El procedimiento abreviado acortó el camino judicial, pero no suavizó la gravedad del hecho. Valladares aceptó los cargos cuando ya conocía el alcance de las evidencias en su contra.

Esa confesión el hombre aceptó el crimen, lo que permitió dictar una sentencia de 15 años de reclusión, además de las penas accesorias correspondientes.

El caso no solo se resolvió por la muerte de la joven. La tipificación incluyó el delito de aborto, lo que añade otra dimensión al expediente y deja constancia de las circunstancias en que ocurrió el crimen.

acusado
En una cuartería del barrio Sunseri, en San Pedro Sula, fue asesinada Greicy Damaris Hernández Castellanos tras una disputa por una herencia. Foto: Ministerio Público.
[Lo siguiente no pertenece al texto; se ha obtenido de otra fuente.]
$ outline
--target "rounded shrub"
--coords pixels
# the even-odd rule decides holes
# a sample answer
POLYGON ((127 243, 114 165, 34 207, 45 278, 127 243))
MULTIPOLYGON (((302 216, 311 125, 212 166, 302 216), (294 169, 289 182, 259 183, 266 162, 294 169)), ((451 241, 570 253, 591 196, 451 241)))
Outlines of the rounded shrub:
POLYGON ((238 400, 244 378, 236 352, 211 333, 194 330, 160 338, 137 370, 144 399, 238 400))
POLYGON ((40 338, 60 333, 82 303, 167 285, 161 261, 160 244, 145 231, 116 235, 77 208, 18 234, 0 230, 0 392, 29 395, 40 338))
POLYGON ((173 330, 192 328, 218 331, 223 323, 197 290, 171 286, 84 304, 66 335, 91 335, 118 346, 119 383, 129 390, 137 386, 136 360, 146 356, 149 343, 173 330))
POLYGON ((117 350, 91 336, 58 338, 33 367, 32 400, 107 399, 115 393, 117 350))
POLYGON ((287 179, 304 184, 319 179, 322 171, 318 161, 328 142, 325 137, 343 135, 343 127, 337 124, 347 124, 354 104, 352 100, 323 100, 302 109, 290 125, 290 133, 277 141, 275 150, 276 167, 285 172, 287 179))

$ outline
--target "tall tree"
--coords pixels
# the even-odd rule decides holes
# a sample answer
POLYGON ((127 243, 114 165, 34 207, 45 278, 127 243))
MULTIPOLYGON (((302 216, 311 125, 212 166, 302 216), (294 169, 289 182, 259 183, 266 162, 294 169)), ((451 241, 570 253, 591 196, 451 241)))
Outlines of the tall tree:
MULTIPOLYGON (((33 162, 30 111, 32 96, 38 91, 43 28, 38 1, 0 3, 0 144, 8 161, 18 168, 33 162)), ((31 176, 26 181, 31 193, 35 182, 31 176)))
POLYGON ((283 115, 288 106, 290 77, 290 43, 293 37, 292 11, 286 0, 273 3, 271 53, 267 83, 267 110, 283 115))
Un conflicto que escaló sin freno

Lo que comenzó como una disputa por una herencia se convirtió en un hecho irreversible. El inmueble en discusión se transformó en el escenario de una confrontación que dejó una vida truncada y otra marcada por la condena.

No hubo persecución ni fuga. Hubo una decisión: admitir el crimen frente a las pruebas.

Y con ello, se cerró un proceso que, aunque no llegó a juicio, deja una historia que pesa más allá de los años dictados en una sentencia. Se hizo justicia.